Artists point Kassel’s bloody history

Artists point Kassel’s bloody history

ISTANBUL - Hürriyet Daily News
Artists point Kassel’s bloody history

Artists have criticized the organizers, saying they have ignored Kassel’s history.

As Documenta wraps up in Kassel this week, a group of artists have criticized the organizers of the quinquennial exhibition, saying they have ignored the city’s history as a German weapons-manufacturing center, The Art Newspaper reported.

“Kassel was heavily bombed during World War II because of its arms production. Today the company Krauss-Maffei Wegmann (KMW), which has its roots and some production in Kassel, plans to export tanks to Saudi Arabia. We cannot tolerate that,” Philipp Ruch, an artist from the group Zentrum für Politische Schönheit (Center for Political Beauty) told The Art Newspaper.

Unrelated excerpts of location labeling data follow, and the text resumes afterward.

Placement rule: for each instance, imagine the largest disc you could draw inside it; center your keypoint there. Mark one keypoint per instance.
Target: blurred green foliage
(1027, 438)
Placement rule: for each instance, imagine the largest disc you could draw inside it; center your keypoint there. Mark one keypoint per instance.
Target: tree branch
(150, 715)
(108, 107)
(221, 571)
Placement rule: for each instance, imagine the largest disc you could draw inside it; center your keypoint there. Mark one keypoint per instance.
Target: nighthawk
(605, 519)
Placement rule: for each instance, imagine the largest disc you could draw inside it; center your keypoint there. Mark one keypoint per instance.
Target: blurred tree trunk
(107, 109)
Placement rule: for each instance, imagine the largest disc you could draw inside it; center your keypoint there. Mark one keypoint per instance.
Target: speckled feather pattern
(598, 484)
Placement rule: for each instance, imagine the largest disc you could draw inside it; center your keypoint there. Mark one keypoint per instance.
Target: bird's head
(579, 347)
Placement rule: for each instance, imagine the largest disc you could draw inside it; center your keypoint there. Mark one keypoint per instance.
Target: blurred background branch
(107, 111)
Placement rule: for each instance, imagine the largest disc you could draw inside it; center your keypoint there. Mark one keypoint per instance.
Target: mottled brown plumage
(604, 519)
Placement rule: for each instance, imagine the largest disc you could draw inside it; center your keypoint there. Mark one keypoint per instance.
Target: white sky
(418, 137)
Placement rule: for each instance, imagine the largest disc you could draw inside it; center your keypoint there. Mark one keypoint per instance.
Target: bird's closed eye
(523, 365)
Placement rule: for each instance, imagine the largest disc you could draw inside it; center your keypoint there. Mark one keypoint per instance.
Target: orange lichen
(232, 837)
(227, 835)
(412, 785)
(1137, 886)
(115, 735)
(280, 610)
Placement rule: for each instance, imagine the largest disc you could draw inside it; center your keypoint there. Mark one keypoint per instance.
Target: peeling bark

Two weeks before the opening of Documenta, the group launched a website and circulated posters informing people about KMW, although the posters did not mention any specific crimes committed.
“We see ourselves in the tradition of Christoph Schlingensief,” Ruch says, referring to the late artist who represented Germany at last year’s Venice Biennale and was known for addressing the most difficult points of Germany’s history in his films.

KMW’s lawyers sent the artist group a declaration to cease and desist, and since then the group has not offered money in return for information. “We are not pacifists who think no tanks should be produced, but exports to dictatorships such as Saudi Arabia are unacceptable,” Ruch said.

Germany only recently started selling arms to Saudi Arabia, after Chancellor Angela Merkel signed an agreement with its government in July 2011. The deal met with some criticism, as it reversed a long-standing principle set by previous governments that Germany would not export arms to “crisis regions.”

Other countries have been selling arms to Saudi Arabia for decades, including the U.K., which in May signed a 1.9 billion-pound ($3 billion) deal to supply 22 Hawk trainer jets, and the U.S., which in December 2011 signed a $30 billion deal to export 84 F-15 fighter jets and other weapons to the country.